Un grand désordre intellectuel régnait à Athènes. L’astronome Méton disait que son augure ne présageait rien de bon ; Socrate, que son démon familier lui avait annoncé une désastreuse issue. Les passions étaient excitées au plus haut degré, pour ou contre Alcibiade. La flotte venait de partir, lorsqu’on apprit avec terreur que les Hermès, ou bustes de Mercure dressés dans la ville, avaient été mutilés. L’Assemblée et le Conseil des Cinq-Cents se réunirent pour ordonner la recherche des sacrilèges, promettre des récompenses aux dénonciateurs. On accusa Alcibiade, en rappelant que dans un festin il avait parodié les mystères d’Éleusis. Alcibiade réclama des juges. Ses adversaires, sachant son influence personnelle, firent constater que les Argiens et les Mantinéens ne participaient à l’expédition qu’à cause d’Alcibiade et que ce dernier devait partir. Alcibiade dut s’embarquer, laissant ses juges à ses ennemis.

Sa flotte comprenait 134 trirèmes de combat, montées par 5.100 hoplites, 480 archers de Crète, 700 frondeurs rhodiens et 120 Mégariens armés à la légère. Le départ des guerriers avait été magnifique, solennel, théâtral ; — la beauté des armes et des vêtements y était l’objet d’une ardente rivalité, écrit Thucydide ; — les bâtiments, ornés, décorés de sculptures, étaient dignes de ces combattants luxueux.

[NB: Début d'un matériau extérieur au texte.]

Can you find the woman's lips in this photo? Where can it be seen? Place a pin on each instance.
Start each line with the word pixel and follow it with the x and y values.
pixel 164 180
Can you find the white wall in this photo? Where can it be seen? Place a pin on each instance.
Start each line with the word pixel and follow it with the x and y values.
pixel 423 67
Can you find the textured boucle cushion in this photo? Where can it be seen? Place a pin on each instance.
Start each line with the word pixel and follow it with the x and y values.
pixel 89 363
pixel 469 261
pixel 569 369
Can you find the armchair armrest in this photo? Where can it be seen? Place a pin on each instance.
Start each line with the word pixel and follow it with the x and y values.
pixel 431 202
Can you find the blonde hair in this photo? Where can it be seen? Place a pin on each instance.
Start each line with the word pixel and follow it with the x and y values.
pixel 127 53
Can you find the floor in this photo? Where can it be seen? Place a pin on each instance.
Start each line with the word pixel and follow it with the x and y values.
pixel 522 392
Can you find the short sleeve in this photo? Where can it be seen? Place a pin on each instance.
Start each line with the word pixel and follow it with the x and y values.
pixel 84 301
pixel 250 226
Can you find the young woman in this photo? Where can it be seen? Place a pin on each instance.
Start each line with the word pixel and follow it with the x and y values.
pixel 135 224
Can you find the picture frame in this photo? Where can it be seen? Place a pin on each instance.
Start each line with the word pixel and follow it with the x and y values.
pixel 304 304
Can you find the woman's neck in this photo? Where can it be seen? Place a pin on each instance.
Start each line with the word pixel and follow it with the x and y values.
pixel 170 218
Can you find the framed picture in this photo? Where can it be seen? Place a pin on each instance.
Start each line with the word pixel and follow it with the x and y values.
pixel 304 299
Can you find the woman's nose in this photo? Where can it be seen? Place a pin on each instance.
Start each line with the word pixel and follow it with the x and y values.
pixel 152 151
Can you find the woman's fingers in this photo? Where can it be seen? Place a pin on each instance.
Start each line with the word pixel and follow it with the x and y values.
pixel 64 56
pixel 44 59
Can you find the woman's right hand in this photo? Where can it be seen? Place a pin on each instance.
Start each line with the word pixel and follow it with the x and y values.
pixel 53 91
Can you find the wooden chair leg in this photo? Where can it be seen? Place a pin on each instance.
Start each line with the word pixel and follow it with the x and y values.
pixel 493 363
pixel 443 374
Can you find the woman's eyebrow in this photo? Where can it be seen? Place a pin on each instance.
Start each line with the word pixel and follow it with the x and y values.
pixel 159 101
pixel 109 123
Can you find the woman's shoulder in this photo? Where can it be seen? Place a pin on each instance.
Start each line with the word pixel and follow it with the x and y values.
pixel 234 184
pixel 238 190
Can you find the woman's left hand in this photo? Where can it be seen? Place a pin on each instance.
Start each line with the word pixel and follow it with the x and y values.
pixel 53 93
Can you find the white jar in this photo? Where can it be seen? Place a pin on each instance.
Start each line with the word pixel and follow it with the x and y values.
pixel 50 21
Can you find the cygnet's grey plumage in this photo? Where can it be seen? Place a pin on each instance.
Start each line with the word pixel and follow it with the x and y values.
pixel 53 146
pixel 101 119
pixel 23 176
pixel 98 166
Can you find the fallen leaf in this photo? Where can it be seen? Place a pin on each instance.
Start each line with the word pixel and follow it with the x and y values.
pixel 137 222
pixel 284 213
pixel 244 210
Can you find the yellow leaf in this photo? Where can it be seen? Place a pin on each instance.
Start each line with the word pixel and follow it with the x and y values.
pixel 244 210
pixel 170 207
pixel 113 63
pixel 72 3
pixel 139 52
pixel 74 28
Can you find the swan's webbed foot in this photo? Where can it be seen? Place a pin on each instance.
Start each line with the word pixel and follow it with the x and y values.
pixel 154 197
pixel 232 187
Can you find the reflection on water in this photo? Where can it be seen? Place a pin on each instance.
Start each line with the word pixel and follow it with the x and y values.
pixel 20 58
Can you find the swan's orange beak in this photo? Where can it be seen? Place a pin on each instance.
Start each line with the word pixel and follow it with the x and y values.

Après le grand silence que les trompettes avaient ordonné pour les invocations accoutumées, les cratères furent remplis et les libations, bruyantes, faites dans des coupes d’or et d’argent : l’armée tout entière entonna le pœan.

La flotte disparût, cinglant vers Égine. Les généraux n’avaient aucune instruction. Le long des côtes, les Athéniens ne virent que des cités fermant leurs portes, leur refusant tout secours. Chacun tenait à affirmer sa neutralité ; même Rhegium, l’alliée d’Athènes. On avait pourtant compté sur l’aide des villes ioniennes. Les généraux étaient en désaccord : Lamachos voulait aller directement à Syracuse et livrer la bataille ; Alcibiade proposait, avant tout combat, de détacher des Syracusains le plus de villes possibles, surtout les Sicules, de marcher ensuite sur Syracuse et Sélinonte ; Nicias demandait que l’on obligeât les Égestains à montrer leurs ressources, et s’ils manquaient à leurs promesses, de faire quelque manifestation contre Sélinonte, de retourner à Athènes, après avoir fait naviguer dans les eaux de la Sicile, le long des côtes, la magnifique, l’imposante flotte des Athéniens. Le plan d’Alcibiade fut adopté.

Messine se déclara hostile aux Athéniens. Naxos ouvrit ses portes. Catane admit Alcibiade seul dans ses murs, pour négocier. Pendant qu’Alcibiade parlait au Peuple, des guerriers pénétrèrent dans la ville, qui se soumit : Le port devint le point de station de la flotte.

Athènes, aussitôt la flotte partie, eut une grande peur. L’affaire des Hermès mutilés, les méchants oracles, l’isolement et l’omnipotence du Peuple devenu soupçonneux, terrorisaient les esprits. Cette impression se répandait ; Argos en fut atteinte. Un corps de Béotiens et de Spartiates marchait vers les frontières de l’Attique. On ne voyait plus que des traîtres. A Argos, le Peuple massacra les partisans de l’oligarchie, les soupçonnant de vouloir livrer la ville ; à Athènes, on exécutait des sacrilèges, on proscrivait des suspects, chaque jour. Il fut décidé qu’on rappellerait Alcibiade, accusé d’avoir violé les mystères d’Éleusis. La galère salaminienne, envoyée, parut à Catane au moment où l’armée venait de tenter inutilement une action contre Camarine.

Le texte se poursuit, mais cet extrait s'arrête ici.